Understanding the Impact of Direct Mail on Customer Behavior & Business Impact: A Q&A with Paul Fredrick
As traditional offline media continues to strengthen its mark in the digital landscape, we wanted to take a closer look at how successful brands are leveraging cataloging and direct mail marketing to impact their customers’ buying decisions. We sat down with Scott Drayer, the Vice President of Marketing at Paul Fredrick MenStyle, to discuss the ways customers have continued to respond to catalogs over time, and how a direct mail approach ultimately enriches the customer experience and relationship with the Paul Fredrick brand.
PMX Agency: Tell us about Paul Fredrick, the brand. How do you position yourselves in the menswear market?

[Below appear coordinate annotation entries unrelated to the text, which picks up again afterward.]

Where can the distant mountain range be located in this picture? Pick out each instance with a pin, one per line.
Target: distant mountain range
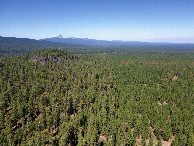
(92, 42)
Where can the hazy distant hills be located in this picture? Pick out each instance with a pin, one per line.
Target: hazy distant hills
(12, 45)
(92, 42)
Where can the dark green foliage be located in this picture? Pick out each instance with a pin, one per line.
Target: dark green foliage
(54, 97)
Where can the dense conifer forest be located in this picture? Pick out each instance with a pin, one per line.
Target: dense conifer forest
(54, 97)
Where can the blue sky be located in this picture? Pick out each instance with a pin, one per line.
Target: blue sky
(129, 20)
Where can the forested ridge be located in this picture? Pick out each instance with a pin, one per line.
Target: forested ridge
(54, 97)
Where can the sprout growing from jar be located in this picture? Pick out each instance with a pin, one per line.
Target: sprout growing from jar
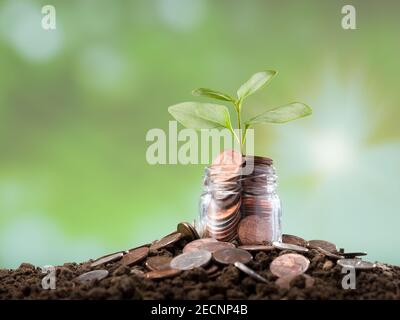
(196, 115)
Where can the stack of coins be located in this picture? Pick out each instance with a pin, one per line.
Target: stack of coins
(260, 203)
(221, 201)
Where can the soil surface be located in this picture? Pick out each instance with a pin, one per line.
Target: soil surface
(225, 282)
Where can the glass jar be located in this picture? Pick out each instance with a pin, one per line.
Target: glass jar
(234, 206)
(261, 207)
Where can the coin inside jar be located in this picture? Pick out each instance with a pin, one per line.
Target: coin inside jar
(254, 230)
(288, 246)
(187, 231)
(232, 255)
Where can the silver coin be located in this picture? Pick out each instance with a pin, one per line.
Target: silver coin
(107, 259)
(351, 255)
(330, 254)
(288, 246)
(191, 260)
(356, 264)
(92, 275)
(249, 272)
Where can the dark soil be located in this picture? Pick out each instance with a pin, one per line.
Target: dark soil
(382, 282)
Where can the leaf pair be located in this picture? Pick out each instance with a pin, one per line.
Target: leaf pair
(195, 115)
(255, 83)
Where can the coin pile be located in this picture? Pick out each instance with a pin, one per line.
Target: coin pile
(212, 255)
(221, 201)
(260, 211)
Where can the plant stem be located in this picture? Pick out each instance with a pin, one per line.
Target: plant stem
(238, 107)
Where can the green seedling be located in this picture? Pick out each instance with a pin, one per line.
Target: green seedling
(196, 115)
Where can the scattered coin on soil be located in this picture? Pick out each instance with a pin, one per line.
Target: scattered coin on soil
(290, 264)
(92, 276)
(215, 246)
(232, 255)
(166, 241)
(249, 272)
(326, 245)
(158, 263)
(288, 246)
(284, 282)
(161, 274)
(107, 259)
(214, 268)
(196, 244)
(356, 264)
(257, 247)
(191, 260)
(288, 238)
(330, 254)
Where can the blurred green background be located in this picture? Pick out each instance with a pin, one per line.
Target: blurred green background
(76, 104)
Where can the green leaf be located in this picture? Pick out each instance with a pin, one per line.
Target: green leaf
(195, 115)
(212, 94)
(282, 114)
(256, 81)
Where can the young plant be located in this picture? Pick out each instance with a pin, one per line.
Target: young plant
(196, 115)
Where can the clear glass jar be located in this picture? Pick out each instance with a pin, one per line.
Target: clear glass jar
(241, 207)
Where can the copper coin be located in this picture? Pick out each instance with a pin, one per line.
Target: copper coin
(107, 259)
(191, 260)
(356, 264)
(135, 256)
(158, 263)
(288, 246)
(288, 238)
(228, 157)
(92, 276)
(212, 269)
(187, 231)
(166, 241)
(259, 160)
(196, 244)
(254, 230)
(284, 282)
(291, 264)
(330, 254)
(232, 255)
(250, 272)
(326, 245)
(137, 272)
(351, 255)
(259, 247)
(215, 246)
(162, 274)
(216, 213)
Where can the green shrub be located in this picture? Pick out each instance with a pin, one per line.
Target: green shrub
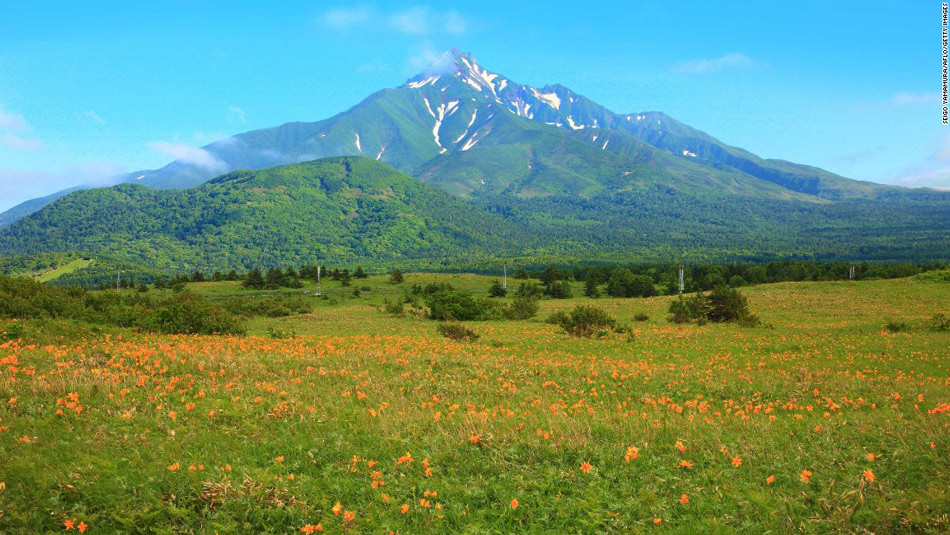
(456, 331)
(521, 308)
(460, 305)
(939, 323)
(897, 326)
(395, 307)
(586, 320)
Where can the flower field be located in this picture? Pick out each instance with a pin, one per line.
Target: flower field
(820, 421)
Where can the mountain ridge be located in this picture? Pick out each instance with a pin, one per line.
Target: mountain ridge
(401, 127)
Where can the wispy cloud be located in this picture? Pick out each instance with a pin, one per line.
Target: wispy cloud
(236, 114)
(188, 154)
(732, 60)
(907, 98)
(12, 121)
(15, 142)
(93, 116)
(416, 21)
(345, 18)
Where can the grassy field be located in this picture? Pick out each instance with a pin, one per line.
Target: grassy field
(820, 421)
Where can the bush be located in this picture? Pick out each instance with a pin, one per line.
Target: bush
(186, 313)
(497, 290)
(460, 305)
(897, 326)
(522, 308)
(585, 320)
(457, 331)
(723, 304)
(396, 308)
(939, 323)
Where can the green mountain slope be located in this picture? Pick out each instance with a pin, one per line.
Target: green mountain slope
(337, 208)
(438, 127)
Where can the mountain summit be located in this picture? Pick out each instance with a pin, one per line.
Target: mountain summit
(557, 174)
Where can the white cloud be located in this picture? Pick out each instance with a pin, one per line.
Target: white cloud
(732, 60)
(189, 154)
(417, 21)
(12, 121)
(906, 98)
(236, 114)
(19, 185)
(345, 18)
(93, 116)
(15, 142)
(413, 21)
(933, 178)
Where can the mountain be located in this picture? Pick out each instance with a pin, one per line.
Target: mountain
(341, 208)
(439, 125)
(480, 168)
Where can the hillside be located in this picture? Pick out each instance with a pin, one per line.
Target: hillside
(339, 208)
(472, 131)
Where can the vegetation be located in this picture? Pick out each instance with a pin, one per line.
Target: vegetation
(824, 423)
(585, 320)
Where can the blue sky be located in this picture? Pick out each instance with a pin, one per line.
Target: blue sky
(92, 89)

Scott Drayer: We’re a private label menswear apparel business that’s exclusively direct to consumer. Because we don’t have in-store retail, we have a substantial focus in direct response based advertising efforts. Paul Fredrick is all about finding the right balance of style and value, offering fashion forward clothing at reasonable prices.
PMX: Being that you focus in direct response marketing, can you tell us a little more about Paul Fredrick’s channel mix? How much is that devoted to Direct Mail initiatives, and how do you measure the impact of DM more specifically?
SD: One of the main channels we focus our efforts on is catalog, with a combination of the usual suspects on the digital side.
We’ve run testing in order to quantify the incremental value of sending a catalog or not, as well as the frequency of mailing. We found that while there was a certain portion of revenue that could still be achieved without the catalog drops, ultimately the combination of catalog and other marketing channels had a more positive impact on revenue, and the overall business.
PMX: Marketers are always looking to be more efficient in their media spend. How have you approached that objective with catalogs? What are some of the things you’ve seen work in terms of lowering your DM costs without jeopardizing sales, and on the flip side, what hasn’t worked so well?
SD: Including direct mail in the mix is certainly a costly endeavor, but in terms of the overall marketing strategy, it adds a lot of value. We really focus on contact management, and look at different customer segments to determine what the best contact strategy is for one type of customer versus another. Does catalog have a role in this customer’s journey, is it more significant to one group versus another? These are questions we’re constantly asking ourselves. Paul Fredrick is a legacy cataloger, and being that we don’t have a brick and mortar presence for folks to show up at, we have to think more creatively about how to personalize the experience for different customer groups. The more we narrow in on what really works for each type of Paul Fredrick customer, the more we can create efficiencies in our spend.
PMX: Talk about how direct mail resonates with your customer. How does it enrich the experience of the Paul Fredrick brand for them, as well as their overall buying journey?
SD: We really try to look at our marketing channels in respect to how our customers interact with them, and what preferences they show for engaging and buying. And sometimes in digital, it’s actually challenging to communicate the brand as effectively because you have less time with that customer.
The catalog is a vehicle to fully represent the brand and all that we’re about. As a brand, we can position things we’re really excited about through the catalog creative development. And for a customer, someone can flip through the pages and really understand our product, and who we are. We have this focused time to reach a customer, and communicate the feeling of the merchandise in a more tangible way. That’s been key for us.
PMX: With all the experience your brand has in DM, what advice would you give to marketers that are thinking about exploring direct mail marketing for the first time? And for those legacy catalogers like yourself, what advice would you share with them?
SD: For first timer’s, I would recommend thinking about direct mail as a component of your overall contact strategy and marketing mix. The first time out, you have to think in terms of “These are the people I mailed, and this is the incremental impact I see from different customer groups who I mailed to.” With attribution being so important today, you always need to ensure you’re thinking of DM as a complement and a component to your strategy, rather than measuring it as a standalone. Where is its place in your customer mix?
For those who’ve been in the channel for a long time, I think it involves understanding that sometimes the inverse is true. While a catalog isn’t always going to be a good choice for one customer, it could certainly be for another. There’s a lot of opportunity for cost cutting measures where you can also maintain efficiency, but if you’re not going to mail, make sure it’s because those customers do not respond well to the channel. We have to continually shape our understanding of our customers – you might be cutting costs in the short term, but in the long term, you may be losing out on revenue because you’re not providing the right experience.